Economic uncertainty in Toronto’s real estate market was named as the main reason for the withdrawal. According to Sidewalk Labs CEO Dan Doctoroff, it would be near-impossible to at this stage of the game ensure that the five-hectare project remains financially viable throughout. The only way in which some semblance of viability can be achieved, said Doctoroff, is if Sidewalk were to forgo core parts of its development plan – something the company is by no means willing to do.
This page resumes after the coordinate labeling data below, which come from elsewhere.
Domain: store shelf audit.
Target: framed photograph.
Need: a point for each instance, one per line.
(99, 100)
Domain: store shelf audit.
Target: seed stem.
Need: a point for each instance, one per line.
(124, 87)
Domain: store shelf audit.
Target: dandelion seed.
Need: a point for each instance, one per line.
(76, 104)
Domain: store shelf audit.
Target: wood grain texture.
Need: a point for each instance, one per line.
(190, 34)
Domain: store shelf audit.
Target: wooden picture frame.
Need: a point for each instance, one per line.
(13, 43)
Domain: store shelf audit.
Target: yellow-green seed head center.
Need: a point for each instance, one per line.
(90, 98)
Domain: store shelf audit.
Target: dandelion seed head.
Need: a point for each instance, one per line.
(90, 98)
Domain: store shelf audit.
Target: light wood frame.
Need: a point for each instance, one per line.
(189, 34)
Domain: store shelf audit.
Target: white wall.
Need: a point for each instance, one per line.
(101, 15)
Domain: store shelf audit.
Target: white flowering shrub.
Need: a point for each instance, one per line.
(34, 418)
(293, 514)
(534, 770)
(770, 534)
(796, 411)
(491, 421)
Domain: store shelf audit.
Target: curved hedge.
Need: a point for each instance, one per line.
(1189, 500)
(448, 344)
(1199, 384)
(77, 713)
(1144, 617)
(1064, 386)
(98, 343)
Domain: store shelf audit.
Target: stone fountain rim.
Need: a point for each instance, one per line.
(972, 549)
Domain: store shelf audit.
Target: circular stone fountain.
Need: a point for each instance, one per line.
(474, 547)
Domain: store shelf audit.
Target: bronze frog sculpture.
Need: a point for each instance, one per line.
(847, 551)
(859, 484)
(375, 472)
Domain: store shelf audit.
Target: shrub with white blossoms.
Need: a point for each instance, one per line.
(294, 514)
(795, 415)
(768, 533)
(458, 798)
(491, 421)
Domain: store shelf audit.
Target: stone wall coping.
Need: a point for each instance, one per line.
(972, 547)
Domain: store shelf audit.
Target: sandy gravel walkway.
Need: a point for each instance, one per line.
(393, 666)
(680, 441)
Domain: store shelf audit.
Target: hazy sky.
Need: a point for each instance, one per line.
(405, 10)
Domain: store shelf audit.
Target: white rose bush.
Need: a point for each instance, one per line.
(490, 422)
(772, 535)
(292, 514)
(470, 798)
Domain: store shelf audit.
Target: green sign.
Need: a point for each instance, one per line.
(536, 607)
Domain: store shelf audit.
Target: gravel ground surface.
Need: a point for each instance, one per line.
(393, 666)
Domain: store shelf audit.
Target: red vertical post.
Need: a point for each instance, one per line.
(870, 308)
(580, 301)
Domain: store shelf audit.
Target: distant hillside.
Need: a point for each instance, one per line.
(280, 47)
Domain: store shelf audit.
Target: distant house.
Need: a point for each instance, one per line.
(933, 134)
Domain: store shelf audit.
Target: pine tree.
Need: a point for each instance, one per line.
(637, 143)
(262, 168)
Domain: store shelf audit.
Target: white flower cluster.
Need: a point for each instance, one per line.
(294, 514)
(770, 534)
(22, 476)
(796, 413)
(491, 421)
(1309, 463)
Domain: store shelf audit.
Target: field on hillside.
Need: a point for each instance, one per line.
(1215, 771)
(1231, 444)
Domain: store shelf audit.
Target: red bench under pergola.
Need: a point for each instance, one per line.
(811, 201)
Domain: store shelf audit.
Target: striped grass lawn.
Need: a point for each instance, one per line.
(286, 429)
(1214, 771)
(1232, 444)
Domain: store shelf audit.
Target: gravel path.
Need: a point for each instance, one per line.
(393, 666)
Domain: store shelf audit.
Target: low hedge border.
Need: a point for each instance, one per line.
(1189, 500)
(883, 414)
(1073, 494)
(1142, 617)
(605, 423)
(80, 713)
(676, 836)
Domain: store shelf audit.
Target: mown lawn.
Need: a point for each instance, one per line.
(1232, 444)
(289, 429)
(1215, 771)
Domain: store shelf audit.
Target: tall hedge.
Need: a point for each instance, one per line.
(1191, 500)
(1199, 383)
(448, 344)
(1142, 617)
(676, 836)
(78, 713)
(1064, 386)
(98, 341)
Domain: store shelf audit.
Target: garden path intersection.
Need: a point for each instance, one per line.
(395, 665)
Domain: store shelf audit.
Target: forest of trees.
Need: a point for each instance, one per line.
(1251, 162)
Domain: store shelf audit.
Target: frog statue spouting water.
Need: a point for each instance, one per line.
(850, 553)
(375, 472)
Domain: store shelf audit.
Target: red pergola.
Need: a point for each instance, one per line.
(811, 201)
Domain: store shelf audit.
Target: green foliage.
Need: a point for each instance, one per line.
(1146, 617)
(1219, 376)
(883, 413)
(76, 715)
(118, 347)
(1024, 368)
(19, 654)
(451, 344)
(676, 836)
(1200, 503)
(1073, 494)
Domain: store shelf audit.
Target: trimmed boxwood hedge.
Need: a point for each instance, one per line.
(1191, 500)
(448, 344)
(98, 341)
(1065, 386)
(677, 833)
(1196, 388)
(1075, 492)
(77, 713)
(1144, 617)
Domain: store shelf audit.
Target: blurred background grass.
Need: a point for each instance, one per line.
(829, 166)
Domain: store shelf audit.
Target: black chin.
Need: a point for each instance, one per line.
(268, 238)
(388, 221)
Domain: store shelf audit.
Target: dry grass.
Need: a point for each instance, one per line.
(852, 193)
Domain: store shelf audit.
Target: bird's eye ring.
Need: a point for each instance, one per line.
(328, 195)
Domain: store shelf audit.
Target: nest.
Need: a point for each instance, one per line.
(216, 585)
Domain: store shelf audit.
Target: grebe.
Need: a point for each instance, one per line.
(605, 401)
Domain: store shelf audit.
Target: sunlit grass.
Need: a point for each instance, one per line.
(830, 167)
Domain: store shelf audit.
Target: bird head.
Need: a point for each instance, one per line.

Waterfront Toronto’s Response
Tripartite agency Waterfront Toronto has since released a media declaration of its own in response to Sidewalk’s statement of withdrawal, thanking Google and its Sidewalk Labs team for the ongoing commitment the company had shown to the future of Toronto and its inhabitants. Waterfront chairman Stephen Diamond emphasised the fact that the eventual outcome was not the one the organisation had been hoping for. He expressed tanks to Sidewalk as well as to its employees for what he referred to as a great deal of effort, vision and many commitments made throughout the course of the past 3 years.
The relationship between Sidewalk Labs and Waterfront Toronto was everything but smooth sailing. In fact, it was more often than not drowning in controversy and rocky decision-making. The local community had on various occasions expressed its disapproval of what it considered an American corporation looking to make money off of prime Canadian real estate.
The Privacy Conundrum
Sidewalk Labs in 2017 obtained the rights to come up with a development proposal for 5 hectares of prime lakefront Toronto Waterfront real estate. The land was at the time completely undeveloped and free from transit and other infrastructure.
Critics immediately stated mass unhappiness related mainly to privacy concerns. In order to turn the area into a smart city, Sidewalk would be installing various sensors and movement-tracking devices throughout the entire neighbourhood. Some others were of the opinion that Sidewalk had in fact acquired an area spanning 77 hectares instead of only 5.
The project involved creating affordable housing, environmental sustainability and at least 44,000 jobs.